Sometimes, as some of you may have noticed now and then, I do Stupid Things.
This isn’t exclusive to my personal life; it leaks into my professional life, as well.
The company I work for is a web hosting company. For those of you who aren’t sure what that is, I can put simply by saying: We are where the web lives. Well, for a large number of folks, anyhow. We provide the computers upon which websites live, and we provide a ridiculous amount of bandwidth for those computers to access the internet.
There are several different levels of accounts, from the most limited account on a shared server (where many websites live together, sometimes in harmony) to the middle-of-the-road “virtual private server” (where only a few websites live together, often in complete discord,) up to the top-of-the-line private dedicated server.
As support technicians, we log in as “root” on these machines most of the time. The root user is the superuser – the one who can break absolutely everything with a mere typo or a moment’s inattention.
We also have a group Jabber (instant messenger) service we all hang out in, and it’s our primary means of communication. People ask questions in one of the support channels, and get answers usually immediately. Being new, I ask a lot of questions in Jabber.

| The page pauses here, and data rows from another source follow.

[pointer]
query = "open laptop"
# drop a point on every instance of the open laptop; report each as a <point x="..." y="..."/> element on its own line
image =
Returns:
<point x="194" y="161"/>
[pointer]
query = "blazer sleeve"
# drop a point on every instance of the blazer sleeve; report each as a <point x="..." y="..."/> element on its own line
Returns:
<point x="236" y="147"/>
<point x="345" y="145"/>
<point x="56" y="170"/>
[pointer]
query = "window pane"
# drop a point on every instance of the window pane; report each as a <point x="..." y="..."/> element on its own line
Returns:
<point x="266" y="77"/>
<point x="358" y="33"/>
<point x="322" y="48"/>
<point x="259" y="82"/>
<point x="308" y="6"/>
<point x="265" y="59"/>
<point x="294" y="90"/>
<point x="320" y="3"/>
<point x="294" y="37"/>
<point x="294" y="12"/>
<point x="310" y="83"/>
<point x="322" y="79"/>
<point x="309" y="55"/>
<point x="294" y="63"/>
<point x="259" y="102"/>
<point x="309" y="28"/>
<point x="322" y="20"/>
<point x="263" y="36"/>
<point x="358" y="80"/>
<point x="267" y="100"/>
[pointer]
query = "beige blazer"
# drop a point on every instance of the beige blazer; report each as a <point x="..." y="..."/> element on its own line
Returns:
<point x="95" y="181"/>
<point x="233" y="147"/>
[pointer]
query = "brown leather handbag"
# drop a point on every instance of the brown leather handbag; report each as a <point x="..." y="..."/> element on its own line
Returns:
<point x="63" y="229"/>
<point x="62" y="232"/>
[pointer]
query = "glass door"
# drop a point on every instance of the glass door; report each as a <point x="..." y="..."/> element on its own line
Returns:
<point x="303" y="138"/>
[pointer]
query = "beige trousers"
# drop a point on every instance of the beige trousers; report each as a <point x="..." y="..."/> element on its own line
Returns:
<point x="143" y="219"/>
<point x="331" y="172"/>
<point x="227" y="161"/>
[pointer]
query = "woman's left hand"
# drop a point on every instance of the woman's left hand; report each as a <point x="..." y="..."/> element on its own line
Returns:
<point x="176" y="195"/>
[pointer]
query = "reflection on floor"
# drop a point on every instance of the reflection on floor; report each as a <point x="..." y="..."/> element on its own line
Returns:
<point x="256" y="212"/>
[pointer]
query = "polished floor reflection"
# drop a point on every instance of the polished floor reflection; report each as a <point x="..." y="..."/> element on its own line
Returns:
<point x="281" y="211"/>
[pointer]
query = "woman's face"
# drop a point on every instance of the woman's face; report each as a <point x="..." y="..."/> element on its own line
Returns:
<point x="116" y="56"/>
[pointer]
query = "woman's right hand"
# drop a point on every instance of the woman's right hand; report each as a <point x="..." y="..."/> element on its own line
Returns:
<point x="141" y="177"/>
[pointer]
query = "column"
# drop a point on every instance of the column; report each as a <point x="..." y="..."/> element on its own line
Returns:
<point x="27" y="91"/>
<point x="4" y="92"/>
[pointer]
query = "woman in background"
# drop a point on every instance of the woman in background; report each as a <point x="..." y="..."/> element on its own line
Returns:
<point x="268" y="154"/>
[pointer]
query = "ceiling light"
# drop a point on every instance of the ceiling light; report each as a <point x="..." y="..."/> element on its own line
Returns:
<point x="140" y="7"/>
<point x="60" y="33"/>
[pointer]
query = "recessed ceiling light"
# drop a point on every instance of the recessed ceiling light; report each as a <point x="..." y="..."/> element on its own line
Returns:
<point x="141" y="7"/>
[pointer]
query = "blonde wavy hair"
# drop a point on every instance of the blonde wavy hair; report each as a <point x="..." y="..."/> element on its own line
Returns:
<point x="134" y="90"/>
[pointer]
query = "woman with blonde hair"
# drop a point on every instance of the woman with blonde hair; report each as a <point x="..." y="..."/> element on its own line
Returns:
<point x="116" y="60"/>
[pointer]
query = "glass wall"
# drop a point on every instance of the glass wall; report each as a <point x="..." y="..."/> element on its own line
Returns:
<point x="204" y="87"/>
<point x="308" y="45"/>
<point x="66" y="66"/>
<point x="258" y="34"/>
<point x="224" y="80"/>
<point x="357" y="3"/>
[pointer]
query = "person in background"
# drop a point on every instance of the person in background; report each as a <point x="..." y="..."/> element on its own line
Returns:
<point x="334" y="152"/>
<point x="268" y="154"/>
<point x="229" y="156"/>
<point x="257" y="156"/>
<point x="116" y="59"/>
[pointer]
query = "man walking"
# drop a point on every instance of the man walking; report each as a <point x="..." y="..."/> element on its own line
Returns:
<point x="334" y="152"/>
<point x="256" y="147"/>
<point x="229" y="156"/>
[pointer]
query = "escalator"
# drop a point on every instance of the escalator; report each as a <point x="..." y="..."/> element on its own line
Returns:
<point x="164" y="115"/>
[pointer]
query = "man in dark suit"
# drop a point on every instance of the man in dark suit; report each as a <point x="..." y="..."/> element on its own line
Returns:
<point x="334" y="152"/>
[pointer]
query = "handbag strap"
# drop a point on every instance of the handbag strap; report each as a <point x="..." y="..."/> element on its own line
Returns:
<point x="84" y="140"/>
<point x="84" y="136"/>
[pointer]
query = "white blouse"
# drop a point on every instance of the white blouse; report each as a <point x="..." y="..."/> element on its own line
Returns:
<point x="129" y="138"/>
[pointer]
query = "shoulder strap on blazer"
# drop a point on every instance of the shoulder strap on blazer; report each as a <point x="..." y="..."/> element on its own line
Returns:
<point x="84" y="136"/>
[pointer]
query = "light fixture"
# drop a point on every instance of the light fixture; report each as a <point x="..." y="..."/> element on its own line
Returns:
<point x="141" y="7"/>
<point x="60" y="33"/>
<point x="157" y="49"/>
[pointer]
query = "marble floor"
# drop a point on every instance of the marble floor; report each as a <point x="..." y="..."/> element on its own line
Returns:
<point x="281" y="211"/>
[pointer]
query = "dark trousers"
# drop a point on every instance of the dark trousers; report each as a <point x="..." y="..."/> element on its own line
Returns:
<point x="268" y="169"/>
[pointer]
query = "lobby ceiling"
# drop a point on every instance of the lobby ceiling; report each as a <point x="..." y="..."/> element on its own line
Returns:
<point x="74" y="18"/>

One day, not too long after starting second shift, I made a minor, stupid noob mistake. I don’t even remember what it was, but it wasn’t a huge deal. One of my friends, a more senior UNIX admin, came over to console me. “Let me tell you a story,” Rex began.
“They occasionally call me The Panda Killer. You know why? Because one day, I asked someone a question in Jabber about how to fix a problem. Someone wrote back, totally kidding around, with a command. I didn’t realize he was kidding, and I implemented the command. It destroyed the entire Panda server. So don’t feel bad… everyone makes mistakes around here. Live and learn.”
We laughed, and I said, “someday, that’ll be me. No, seriously, that’s totally something I would do.” It is important to note, for reasons which will soon become obvious, that Rex did not tell me what command he implemented.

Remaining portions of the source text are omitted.